The Government is seeking to introduce a law that will compel public sector workers not to embark on a strike action beyond 72 hours.

The initiative will be in the form of a policy review of existing laws regarding strike actions in the country by public sector workers,

Minister for Employment and Labour Relations, Haruna Iddrisu Wednesday told Parliament.

“Mr. Speaker, our constitution guarantees freedom of association and we do recognize the right of workers to push home their demands through the withdrawal of their services. But Mr. Speaker, government will soon appear before this House for a policy review on strike actions generally”.

“The law does just provide for lawful actions and we have those that may be illegal or unlawful and pending its determination by the National Labour Commission. But Mr. Speaker, it is my contention that with such practice across the world, if workers want to go on strike, they can do so and government will respect that but they should do so within a limited time period”.
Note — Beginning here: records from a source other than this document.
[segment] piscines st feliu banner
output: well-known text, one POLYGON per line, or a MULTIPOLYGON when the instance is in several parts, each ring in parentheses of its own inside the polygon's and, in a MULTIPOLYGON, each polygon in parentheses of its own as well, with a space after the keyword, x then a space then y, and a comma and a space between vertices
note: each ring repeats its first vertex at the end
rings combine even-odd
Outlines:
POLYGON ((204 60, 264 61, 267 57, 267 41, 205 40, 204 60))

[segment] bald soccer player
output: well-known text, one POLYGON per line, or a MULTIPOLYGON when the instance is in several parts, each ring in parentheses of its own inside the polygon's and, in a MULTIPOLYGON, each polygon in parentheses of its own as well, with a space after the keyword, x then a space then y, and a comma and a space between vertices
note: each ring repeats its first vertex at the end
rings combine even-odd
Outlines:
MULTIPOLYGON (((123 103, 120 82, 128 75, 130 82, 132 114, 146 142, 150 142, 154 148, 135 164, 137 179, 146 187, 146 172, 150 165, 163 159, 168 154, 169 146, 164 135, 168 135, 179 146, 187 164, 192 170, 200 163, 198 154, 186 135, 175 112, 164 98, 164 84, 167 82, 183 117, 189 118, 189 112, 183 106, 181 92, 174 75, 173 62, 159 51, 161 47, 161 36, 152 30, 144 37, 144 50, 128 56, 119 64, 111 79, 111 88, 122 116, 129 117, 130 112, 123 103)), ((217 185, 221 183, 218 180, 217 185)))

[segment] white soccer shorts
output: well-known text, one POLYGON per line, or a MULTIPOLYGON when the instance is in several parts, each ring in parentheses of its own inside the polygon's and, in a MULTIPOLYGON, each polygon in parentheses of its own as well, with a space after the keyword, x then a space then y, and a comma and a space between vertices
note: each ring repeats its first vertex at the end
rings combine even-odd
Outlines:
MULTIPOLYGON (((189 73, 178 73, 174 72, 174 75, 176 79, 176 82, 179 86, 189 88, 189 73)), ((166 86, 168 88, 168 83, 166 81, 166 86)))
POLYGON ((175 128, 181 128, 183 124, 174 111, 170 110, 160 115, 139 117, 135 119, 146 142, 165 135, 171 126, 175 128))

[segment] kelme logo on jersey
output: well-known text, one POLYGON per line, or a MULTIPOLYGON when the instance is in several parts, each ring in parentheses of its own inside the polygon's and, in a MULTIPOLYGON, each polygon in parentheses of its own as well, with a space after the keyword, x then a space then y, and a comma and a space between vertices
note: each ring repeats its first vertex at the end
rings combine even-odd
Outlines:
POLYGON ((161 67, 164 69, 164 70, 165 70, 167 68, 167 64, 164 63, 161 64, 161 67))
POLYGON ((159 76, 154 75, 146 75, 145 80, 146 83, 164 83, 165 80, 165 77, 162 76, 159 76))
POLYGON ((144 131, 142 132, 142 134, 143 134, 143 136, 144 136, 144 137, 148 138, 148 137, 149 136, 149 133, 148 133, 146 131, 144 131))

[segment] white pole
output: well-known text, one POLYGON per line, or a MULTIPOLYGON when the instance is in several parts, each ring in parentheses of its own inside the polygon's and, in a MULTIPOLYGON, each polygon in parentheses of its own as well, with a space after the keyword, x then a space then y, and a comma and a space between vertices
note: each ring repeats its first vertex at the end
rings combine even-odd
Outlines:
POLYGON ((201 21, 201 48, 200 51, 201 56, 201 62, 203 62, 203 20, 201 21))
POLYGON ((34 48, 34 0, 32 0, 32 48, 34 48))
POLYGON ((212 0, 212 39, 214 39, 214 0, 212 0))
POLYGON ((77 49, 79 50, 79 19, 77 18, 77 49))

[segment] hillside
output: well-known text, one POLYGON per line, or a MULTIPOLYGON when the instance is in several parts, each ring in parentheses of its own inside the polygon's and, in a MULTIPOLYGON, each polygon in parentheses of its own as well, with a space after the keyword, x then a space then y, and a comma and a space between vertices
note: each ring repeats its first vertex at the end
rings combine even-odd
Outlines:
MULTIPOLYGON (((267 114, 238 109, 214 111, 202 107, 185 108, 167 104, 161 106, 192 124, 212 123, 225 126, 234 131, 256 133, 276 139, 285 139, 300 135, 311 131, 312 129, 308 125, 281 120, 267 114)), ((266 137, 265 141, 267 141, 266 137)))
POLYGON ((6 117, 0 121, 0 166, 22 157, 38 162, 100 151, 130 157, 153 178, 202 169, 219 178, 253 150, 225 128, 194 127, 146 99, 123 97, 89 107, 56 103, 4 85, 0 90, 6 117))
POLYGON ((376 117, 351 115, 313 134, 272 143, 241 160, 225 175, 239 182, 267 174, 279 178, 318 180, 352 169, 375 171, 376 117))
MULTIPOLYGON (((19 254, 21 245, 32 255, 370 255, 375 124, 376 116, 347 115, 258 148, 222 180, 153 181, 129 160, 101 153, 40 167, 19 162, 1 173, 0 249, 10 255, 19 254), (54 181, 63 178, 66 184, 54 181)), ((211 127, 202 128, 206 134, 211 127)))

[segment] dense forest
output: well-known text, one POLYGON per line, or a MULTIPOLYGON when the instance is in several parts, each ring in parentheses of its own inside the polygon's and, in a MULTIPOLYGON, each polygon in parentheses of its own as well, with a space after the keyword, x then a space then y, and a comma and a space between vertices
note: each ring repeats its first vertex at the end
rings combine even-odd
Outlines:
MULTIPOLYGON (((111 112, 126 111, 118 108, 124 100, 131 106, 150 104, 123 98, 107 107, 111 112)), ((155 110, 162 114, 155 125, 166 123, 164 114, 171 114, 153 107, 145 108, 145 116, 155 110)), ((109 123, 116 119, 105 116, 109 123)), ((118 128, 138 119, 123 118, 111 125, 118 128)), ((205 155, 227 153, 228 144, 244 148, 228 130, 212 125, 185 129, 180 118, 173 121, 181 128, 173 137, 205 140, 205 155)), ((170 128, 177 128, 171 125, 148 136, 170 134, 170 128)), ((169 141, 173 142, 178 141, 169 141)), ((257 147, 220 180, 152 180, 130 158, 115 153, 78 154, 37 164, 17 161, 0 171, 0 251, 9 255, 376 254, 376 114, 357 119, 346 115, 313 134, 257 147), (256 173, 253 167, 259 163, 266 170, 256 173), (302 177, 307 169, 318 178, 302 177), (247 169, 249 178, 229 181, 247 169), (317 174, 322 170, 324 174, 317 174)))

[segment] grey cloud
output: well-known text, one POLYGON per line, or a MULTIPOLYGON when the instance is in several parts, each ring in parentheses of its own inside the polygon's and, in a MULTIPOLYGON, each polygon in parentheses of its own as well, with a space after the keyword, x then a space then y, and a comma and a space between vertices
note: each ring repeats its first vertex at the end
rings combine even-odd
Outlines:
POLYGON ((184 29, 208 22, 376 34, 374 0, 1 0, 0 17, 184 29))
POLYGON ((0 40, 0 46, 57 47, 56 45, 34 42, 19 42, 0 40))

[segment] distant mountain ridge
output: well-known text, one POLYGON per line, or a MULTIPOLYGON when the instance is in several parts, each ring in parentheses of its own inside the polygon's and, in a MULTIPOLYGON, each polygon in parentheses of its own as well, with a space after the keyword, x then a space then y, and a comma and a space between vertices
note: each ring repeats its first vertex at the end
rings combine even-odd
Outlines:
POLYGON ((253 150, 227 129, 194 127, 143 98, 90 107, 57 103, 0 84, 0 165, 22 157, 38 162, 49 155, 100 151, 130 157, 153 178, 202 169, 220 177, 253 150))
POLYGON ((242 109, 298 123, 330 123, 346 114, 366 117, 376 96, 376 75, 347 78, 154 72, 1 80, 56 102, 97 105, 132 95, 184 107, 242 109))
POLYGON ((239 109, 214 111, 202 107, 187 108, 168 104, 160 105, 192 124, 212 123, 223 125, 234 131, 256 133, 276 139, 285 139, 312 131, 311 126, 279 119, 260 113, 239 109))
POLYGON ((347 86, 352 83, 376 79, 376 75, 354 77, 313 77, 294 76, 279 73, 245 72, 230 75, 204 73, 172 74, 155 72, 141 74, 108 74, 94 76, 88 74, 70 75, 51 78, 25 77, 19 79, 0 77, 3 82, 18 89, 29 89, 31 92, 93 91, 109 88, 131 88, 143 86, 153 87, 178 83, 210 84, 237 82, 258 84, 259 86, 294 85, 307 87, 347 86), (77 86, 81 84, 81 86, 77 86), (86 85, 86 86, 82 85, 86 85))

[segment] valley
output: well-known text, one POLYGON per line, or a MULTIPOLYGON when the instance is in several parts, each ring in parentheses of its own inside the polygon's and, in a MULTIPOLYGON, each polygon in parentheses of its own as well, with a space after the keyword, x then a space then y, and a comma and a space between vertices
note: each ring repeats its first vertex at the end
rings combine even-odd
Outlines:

“I will think that in future Parliament should be able to help us to legislate that you may not be on strike action beyond 72 hours. You can for purposes of driving home your demand withdraw your services within 48 to 72 hours – it is important that you return back to work because it affects productivity”, the Employment and Labour Relations Minister argued in his submission to the plenary.

His comment was in reaction to a question posed by the National Democratic Congress (NDC) Member of Parliament (MP) for Ketu North, James Klutse Avedzi.
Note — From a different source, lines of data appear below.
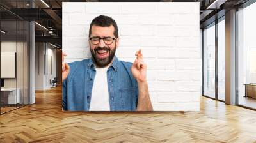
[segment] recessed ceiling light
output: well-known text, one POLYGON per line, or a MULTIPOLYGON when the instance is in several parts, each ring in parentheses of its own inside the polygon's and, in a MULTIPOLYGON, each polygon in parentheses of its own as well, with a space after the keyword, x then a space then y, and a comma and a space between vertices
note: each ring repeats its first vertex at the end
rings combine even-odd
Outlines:
POLYGON ((4 34, 6 34, 6 33, 7 33, 7 32, 6 32, 6 31, 3 31, 3 30, 1 30, 1 32, 3 33, 4 33, 4 34))
POLYGON ((43 3, 46 6, 47 6, 48 8, 50 8, 50 6, 45 3, 44 2, 44 0, 41 0, 42 3, 43 3))

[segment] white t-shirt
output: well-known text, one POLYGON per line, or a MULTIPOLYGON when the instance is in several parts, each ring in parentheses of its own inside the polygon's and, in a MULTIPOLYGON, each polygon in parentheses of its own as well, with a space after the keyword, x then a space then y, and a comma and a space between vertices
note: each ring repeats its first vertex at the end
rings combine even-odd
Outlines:
POLYGON ((89 111, 109 111, 107 70, 109 66, 96 68, 89 111))

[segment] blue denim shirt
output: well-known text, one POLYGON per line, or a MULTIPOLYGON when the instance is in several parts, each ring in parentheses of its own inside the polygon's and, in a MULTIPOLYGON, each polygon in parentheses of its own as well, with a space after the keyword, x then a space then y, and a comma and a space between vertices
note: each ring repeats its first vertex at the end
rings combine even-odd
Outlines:
MULTIPOLYGON (((68 63, 67 78, 62 84, 62 107, 69 111, 88 111, 96 74, 92 58, 68 63)), ((107 71, 110 110, 135 111, 138 98, 138 83, 131 71, 132 63, 115 56, 107 71)))

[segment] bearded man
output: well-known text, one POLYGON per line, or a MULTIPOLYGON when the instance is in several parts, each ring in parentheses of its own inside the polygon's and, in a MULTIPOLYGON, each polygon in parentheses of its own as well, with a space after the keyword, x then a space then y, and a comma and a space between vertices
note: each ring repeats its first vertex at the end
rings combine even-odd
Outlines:
POLYGON ((100 15, 92 21, 89 43, 90 59, 62 64, 63 109, 153 110, 141 50, 136 52, 133 63, 118 60, 118 30, 111 17, 100 15))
The Chairman of the Finance Committee had sought to inquire from the Employment and Labour Relations Minister about the effect of strike actions by workers in the public sector, especially, health workers and others concerning the Tier 2 Pension Scheme.

According Mr. Iddrisu, though health workers may have a genuine concern to embark on a strike action, the injury and loss of lives “arising out of a doctor or a nurse not been at work will not be compensated for”.

Nonetheless, he said the workers would still have an opportunity to consult with the government to reach an amicable solution over outstanding arrears to be paid.